In 1958 On a warm summer evening in Pittsburgh Pennsylvania, Dr. Martin Luther King, Jr. at the ripe age of 29, delivered a speech to the Commission on Ecumenical Missions and Relations of the United Presbyterian church entitled “Paul’s Letter to American Christians.” In this, one of my favorite King-ian speeches, young King takes an imaginary journey into the heart of the great Apostle Paul and imagines with these clergymen what the apostle Paul would have to say to their generation about the role of the Church in the struggle for civil rights for ALL Americans. He understood (as most great leaders do), the importance of speaking truth to your audience in a voice that is relevant to their time and context.
Just as Dr. King pondered what the Apostle Paul might say to HIS generation, I too am curious as to what Dr. King would say to us on his 86th birthday. So please allow me to stretch my creative muscles and give you an imaginary letter from the pen of Dr. Martin Luther King, Jr.

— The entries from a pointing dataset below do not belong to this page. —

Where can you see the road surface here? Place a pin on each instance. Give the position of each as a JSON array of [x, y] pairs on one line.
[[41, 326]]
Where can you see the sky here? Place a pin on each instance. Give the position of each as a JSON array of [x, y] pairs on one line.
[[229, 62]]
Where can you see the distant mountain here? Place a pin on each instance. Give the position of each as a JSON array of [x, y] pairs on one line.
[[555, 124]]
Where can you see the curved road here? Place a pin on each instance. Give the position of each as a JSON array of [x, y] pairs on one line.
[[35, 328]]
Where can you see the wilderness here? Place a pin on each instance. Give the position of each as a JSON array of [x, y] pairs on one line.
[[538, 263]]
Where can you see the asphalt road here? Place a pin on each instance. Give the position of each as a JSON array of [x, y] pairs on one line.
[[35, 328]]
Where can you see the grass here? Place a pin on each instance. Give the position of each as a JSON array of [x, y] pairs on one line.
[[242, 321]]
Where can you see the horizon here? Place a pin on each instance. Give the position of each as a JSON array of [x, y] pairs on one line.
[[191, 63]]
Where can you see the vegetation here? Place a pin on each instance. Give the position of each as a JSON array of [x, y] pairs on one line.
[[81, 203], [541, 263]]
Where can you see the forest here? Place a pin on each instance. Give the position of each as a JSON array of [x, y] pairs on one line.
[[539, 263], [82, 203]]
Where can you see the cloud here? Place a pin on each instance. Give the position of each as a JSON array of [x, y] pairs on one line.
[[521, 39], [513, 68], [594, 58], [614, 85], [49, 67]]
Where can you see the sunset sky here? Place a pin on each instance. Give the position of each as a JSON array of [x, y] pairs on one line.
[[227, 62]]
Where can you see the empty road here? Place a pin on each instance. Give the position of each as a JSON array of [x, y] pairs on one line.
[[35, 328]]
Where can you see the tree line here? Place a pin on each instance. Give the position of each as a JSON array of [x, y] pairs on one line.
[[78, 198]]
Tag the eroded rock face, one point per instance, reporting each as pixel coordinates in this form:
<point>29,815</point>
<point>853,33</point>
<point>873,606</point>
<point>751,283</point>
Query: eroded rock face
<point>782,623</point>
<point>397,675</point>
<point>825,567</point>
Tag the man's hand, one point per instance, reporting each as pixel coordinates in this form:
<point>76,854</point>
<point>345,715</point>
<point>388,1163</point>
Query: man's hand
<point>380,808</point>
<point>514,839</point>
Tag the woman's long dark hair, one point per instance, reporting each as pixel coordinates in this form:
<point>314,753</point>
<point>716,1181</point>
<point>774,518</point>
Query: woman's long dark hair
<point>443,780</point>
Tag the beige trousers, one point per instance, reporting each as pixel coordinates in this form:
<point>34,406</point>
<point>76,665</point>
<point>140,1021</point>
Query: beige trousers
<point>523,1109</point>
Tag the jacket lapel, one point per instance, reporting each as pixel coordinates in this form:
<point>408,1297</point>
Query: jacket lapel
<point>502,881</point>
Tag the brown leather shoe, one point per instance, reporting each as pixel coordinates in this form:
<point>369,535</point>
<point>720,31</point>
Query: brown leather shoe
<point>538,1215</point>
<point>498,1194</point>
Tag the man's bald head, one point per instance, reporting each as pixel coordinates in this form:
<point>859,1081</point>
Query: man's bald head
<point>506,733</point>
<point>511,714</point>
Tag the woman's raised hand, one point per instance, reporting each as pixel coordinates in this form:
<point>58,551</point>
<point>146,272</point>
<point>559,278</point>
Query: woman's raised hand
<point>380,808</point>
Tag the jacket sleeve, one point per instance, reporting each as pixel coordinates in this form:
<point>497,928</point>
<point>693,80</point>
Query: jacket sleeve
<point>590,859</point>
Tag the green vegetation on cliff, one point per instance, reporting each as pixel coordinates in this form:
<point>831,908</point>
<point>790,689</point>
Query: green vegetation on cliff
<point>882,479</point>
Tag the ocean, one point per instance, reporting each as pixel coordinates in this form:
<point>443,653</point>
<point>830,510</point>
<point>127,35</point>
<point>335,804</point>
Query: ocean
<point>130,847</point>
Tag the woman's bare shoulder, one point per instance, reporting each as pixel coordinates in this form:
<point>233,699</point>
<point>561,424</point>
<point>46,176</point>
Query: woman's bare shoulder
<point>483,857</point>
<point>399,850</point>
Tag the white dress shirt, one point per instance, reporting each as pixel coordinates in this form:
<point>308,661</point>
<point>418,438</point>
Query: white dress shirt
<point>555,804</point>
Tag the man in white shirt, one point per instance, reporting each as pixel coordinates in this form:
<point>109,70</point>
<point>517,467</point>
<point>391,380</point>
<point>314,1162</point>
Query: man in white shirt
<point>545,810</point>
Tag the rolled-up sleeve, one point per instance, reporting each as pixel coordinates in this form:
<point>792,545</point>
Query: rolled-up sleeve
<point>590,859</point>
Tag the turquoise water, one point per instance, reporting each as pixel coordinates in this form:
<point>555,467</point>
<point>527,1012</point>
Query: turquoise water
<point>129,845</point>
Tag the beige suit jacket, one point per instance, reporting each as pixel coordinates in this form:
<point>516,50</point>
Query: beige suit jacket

My Dear Sisters and Brothers. My parents, and my children. To my circle of friends in love; I greet you by the grace of Almighty God. As my life’s season pivots to winter I thought it necessary to write to you. As I watch our beloved country through the lens of these weary eyes, my heart rejoices at the advancements and innovations of the times. The world has moved from the distant 6 degrees of separation, to the 1 degree of iPhonation. You have made the lifespan of the American longer than we ever could have imagined. God has blessed this country with great prosperity and power, and for that I offer thanksgiving. To watch the nation come together; white and black, gay and straight, old and young standing together in solidarity on September 11th was a small glimpse into a dream. And then the unspeakable happened. As powerful as my dreams have been; none of them were prophetic enough to see what my eyes eventually beheld. I prepared to meet my Savior when My soul nearly separated from my body as I witnessed Senator Barack Obama become the President of the United States of America. I could hear Sister Aretha Franklin singing “Oh beautiful for spacious skies, for amber waves of grain…” God has seen me through many hard trials. And I have considered myself a man of faith. But when I realized what had taken place…I knew without a shadow of a doubt, that God is real! Coretta and I prayed and we cried. Prayers and Tears of thanksgiving, but also of terrible fear.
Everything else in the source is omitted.